Wednesday, November 21, 2018

Ptahhotep Maxim 31: Homosexuality

We're reading the book Middle Egyptian Literature: Eight Literary Works of the Middle Kingdom by James P. Allen. And by read I mean read.

Re-writing it, actually.

A couple of times.

The hieroglyphs are re-written using Jsesh so they go left to right and not right to left and not top to bottom. Then they're transferred to Photoshop and formatted as they are in the book. Then the transliterations are provided copied from the book, and the segments deduced from the transliterations. The English translations are copied from the book, and then each word is looked up in dictionaries. And you wouldn't believe what a mess those things are. Back and forth, back and forth, flippity flip flip all the way through from beginning to end over and over and over. It's a serious mess all over the place with three or four windows open going back and forth between them. Constantly resizing.

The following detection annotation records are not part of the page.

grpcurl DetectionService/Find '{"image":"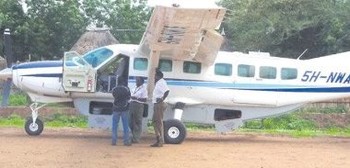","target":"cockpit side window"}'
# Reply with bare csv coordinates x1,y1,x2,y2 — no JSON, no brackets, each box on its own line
134,58,148,71
83,48,113,68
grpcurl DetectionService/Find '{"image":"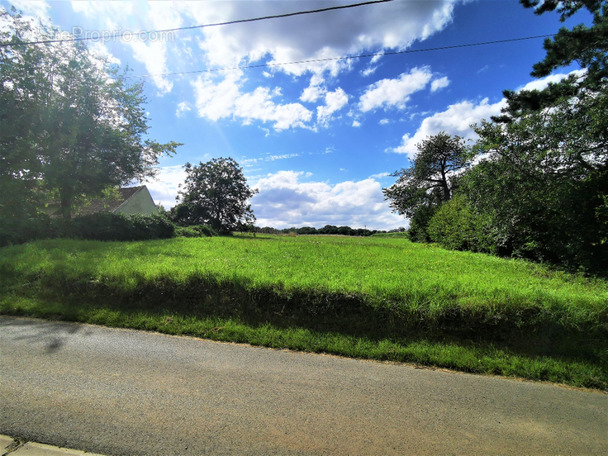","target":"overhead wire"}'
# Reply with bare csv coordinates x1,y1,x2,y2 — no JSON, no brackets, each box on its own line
0,0,393,47
127,34,555,78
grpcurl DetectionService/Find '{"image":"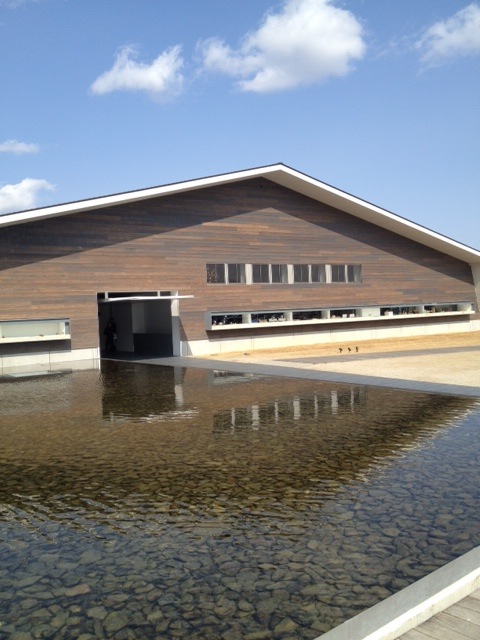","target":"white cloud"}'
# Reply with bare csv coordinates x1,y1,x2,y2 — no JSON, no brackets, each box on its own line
0,0,41,9
199,0,366,93
0,140,39,155
0,178,54,214
91,46,184,100
415,3,480,67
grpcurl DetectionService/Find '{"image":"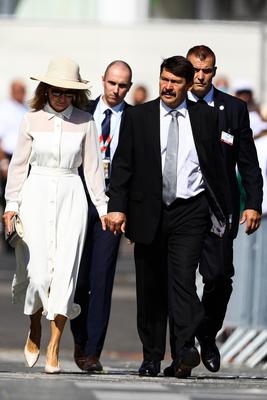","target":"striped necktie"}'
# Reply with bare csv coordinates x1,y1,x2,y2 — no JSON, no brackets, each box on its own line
162,110,179,206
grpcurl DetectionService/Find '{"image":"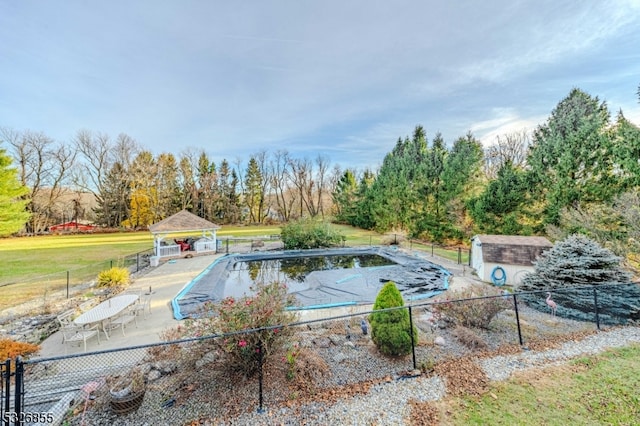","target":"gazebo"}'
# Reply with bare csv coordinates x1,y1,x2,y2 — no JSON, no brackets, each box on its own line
149,210,220,261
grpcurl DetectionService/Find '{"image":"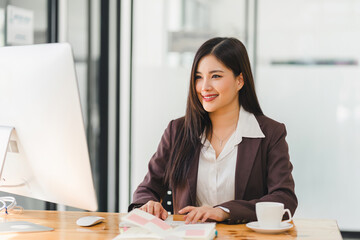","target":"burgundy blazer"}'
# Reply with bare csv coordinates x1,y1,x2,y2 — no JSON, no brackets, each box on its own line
129,116,297,224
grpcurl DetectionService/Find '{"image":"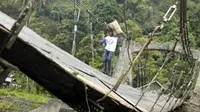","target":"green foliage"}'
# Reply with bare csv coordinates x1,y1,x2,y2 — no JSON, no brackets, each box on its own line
0,89,49,103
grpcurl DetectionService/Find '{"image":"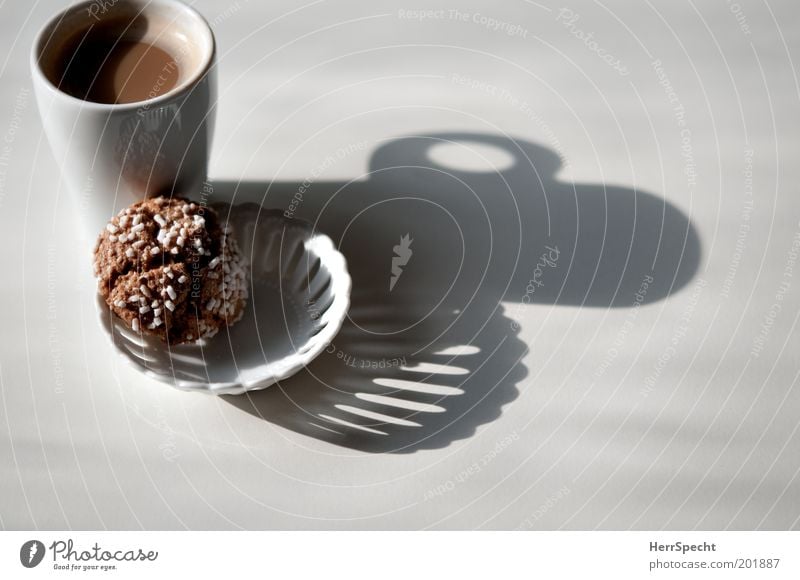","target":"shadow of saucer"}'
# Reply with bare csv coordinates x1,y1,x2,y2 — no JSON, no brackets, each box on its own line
214,133,700,452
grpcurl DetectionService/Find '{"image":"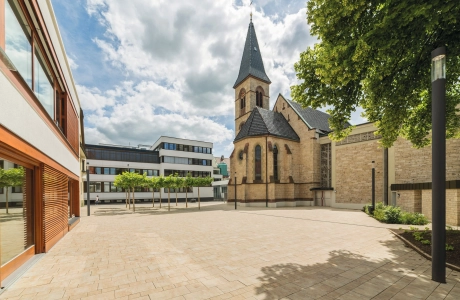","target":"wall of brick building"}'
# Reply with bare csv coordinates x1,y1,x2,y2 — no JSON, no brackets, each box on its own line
394,138,460,183
422,189,460,226
333,140,383,204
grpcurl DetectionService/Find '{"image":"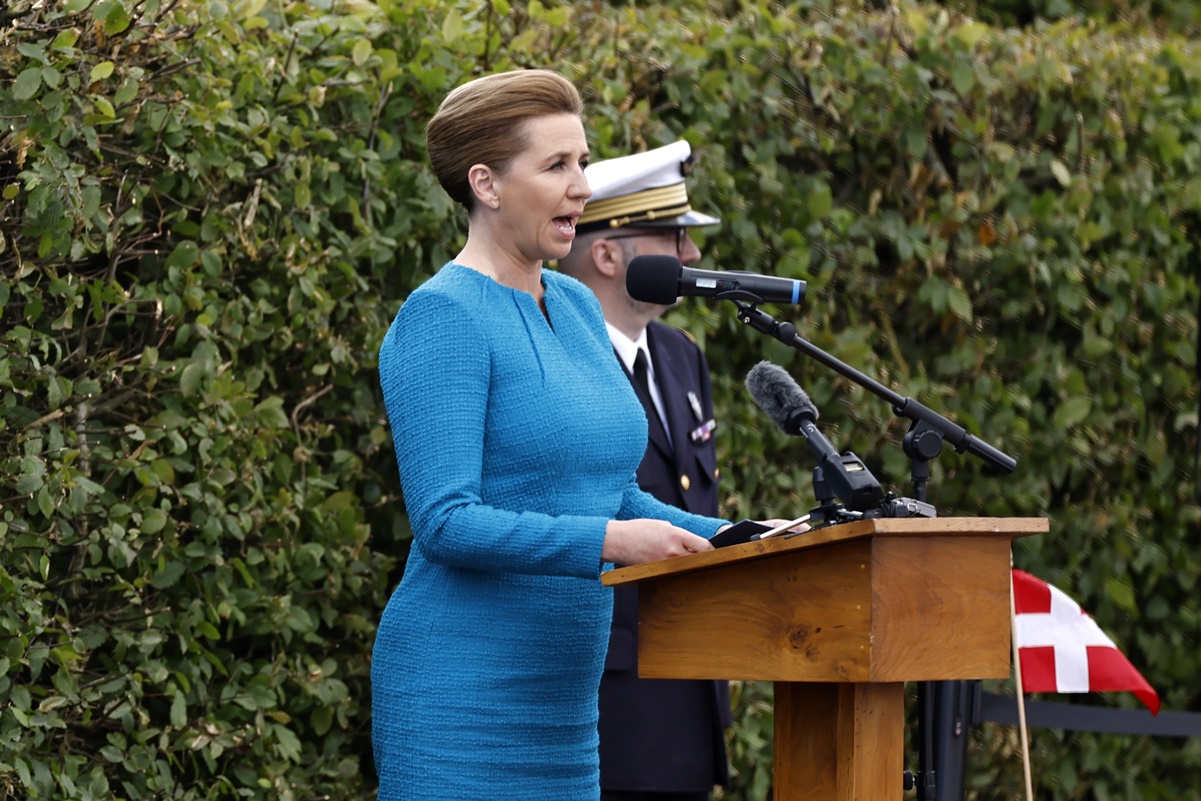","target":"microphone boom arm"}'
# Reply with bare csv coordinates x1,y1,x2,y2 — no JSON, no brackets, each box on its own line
734,300,1017,473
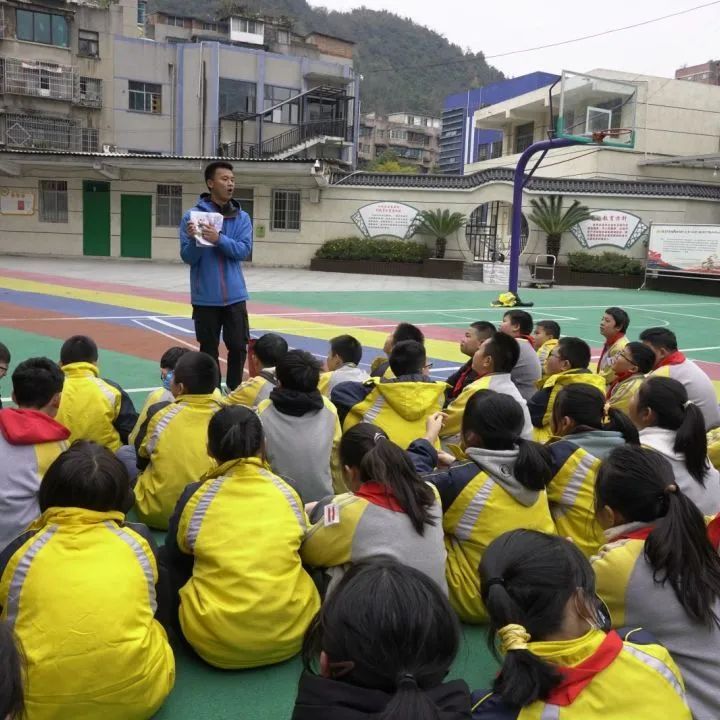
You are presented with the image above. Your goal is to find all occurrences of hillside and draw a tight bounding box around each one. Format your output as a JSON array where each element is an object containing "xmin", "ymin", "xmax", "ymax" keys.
[{"xmin": 151, "ymin": 0, "xmax": 503, "ymax": 116}]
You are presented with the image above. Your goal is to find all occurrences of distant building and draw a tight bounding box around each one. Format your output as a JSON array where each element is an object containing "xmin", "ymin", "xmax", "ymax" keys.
[
  {"xmin": 358, "ymin": 113, "xmax": 441, "ymax": 172},
  {"xmin": 440, "ymin": 72, "xmax": 559, "ymax": 175}
]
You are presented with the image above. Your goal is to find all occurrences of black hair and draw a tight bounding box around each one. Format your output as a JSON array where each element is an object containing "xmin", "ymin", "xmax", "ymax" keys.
[
  {"xmin": 253, "ymin": 333, "xmax": 288, "ymax": 367},
  {"xmin": 340, "ymin": 423, "xmax": 435, "ymax": 535},
  {"xmin": 174, "ymin": 350, "xmax": 220, "ymax": 395},
  {"xmin": 38, "ymin": 440, "xmax": 134, "ymax": 512},
  {"xmin": 330, "ymin": 335, "xmax": 362, "ymax": 365},
  {"xmin": 535, "ymin": 320, "xmax": 560, "ymax": 340},
  {"xmin": 60, "ymin": 335, "xmax": 98, "ymax": 365},
  {"xmin": 552, "ymin": 383, "xmax": 640, "ymax": 445},
  {"xmin": 625, "ymin": 342, "xmax": 657, "ymax": 375},
  {"xmin": 393, "ymin": 323, "xmax": 425, "ymax": 344},
  {"xmin": 0, "ymin": 620, "xmax": 25, "ymax": 720},
  {"xmin": 555, "ymin": 337, "xmax": 592, "ymax": 370},
  {"xmin": 302, "ymin": 557, "xmax": 460, "ymax": 720},
  {"xmin": 637, "ymin": 376, "xmax": 710, "ymax": 485},
  {"xmin": 160, "ymin": 345, "xmax": 190, "ymax": 370},
  {"xmin": 605, "ymin": 307, "xmax": 630, "ymax": 332},
  {"xmin": 503, "ymin": 310, "xmax": 533, "ymax": 335},
  {"xmin": 595, "ymin": 446, "xmax": 720, "ymax": 628},
  {"xmin": 208, "ymin": 405, "xmax": 263, "ymax": 463},
  {"xmin": 640, "ymin": 328, "xmax": 677, "ymax": 352},
  {"xmin": 205, "ymin": 160, "xmax": 235, "ymax": 185},
  {"xmin": 389, "ymin": 340, "xmax": 427, "ymax": 377},
  {"xmin": 483, "ymin": 332, "xmax": 520, "ymax": 373},
  {"xmin": 275, "ymin": 350, "xmax": 321, "ymax": 392},
  {"xmin": 12, "ymin": 358, "xmax": 65, "ymax": 410},
  {"xmin": 462, "ymin": 390, "xmax": 552, "ymax": 490},
  {"xmin": 480, "ymin": 530, "xmax": 596, "ymax": 707}
]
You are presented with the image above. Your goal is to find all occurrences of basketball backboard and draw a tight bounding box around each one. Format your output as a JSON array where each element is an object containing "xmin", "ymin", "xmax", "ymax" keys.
[{"xmin": 553, "ymin": 70, "xmax": 637, "ymax": 148}]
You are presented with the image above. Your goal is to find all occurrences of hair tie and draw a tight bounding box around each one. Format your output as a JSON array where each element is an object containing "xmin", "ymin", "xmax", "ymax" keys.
[{"xmin": 497, "ymin": 624, "xmax": 530, "ymax": 655}]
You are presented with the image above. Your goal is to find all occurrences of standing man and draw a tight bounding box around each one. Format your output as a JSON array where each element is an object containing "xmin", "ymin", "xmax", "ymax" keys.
[{"xmin": 180, "ymin": 161, "xmax": 252, "ymax": 390}]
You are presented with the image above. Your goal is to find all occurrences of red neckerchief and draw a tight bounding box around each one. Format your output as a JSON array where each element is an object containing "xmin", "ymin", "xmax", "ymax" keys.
[
  {"xmin": 355, "ymin": 482, "xmax": 405, "ymax": 513},
  {"xmin": 546, "ymin": 630, "xmax": 623, "ymax": 707},
  {"xmin": 655, "ymin": 350, "xmax": 687, "ymax": 370}
]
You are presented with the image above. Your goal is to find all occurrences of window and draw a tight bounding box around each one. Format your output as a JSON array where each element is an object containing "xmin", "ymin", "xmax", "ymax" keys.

So now we're at the point where the priest knows what he's talking about.

And we expect him to be expansive but he hardly has anything at all to say. Only five lines.

And he addresses only one form homo-tude, an older man satisfying the lust of a boy. I suppose the sort of homo life a priest thinks about judging by modern day legal settlements and widespread international dissatisfaction with the Catholic church. The priest doesn't mention going down to the docks trolling for rough trade sailors, nothing about going to bars or to gay rodeos, or gay pride parades. Nothing about picking up hairy-ass soldiers or cornering a farm hand in the estate barn. Nothing about all the artists, craftsmen, musicians, caterers, jewelers and merchants. Nothing about all those quarrymen all over the place. Nothing about adult scribes.

There is a well known case of a homosexual couple memorialized in early Egyptian art in the tomb of Niankhkhnum and Khnumhotep. Life belongs to Khnum and Khnum is satisfied. In some of the hieroglyphs the names are strung together in word play with possible meaning of "joined in life and joined in death. Niankhkhnum had a wife shown seated behind him in a banquet scene but her image was nearly totally erased in ancient times for unknown reason.  The two men were royal manicurists and hairdressers. Laugh if you like, they were very high ranking officials. Right up there with keeper of the royal poop.

Wanna see 'em?  Tap the "images" button.

Maxim 31 says:

You should not have sex with a woman-boy,
though you know what is barred would be water on his heart,
for there is no cooling for what is in his belly.
He should not spend the night to do what is barred:
he will cool down only after he breaks his desire.

I thought there would be more.

Apparently the priest didn't want to be too discouraging.

Here it is in .gif form, optimized to 100% which is a lot.


1 comment:

edutcher said...

Interesting. I thought that was allowable back then.

Of course, the Greeks always thought there was a point where a man grew up, found a nice girl, got married, started a family, and gave up all that other stuff.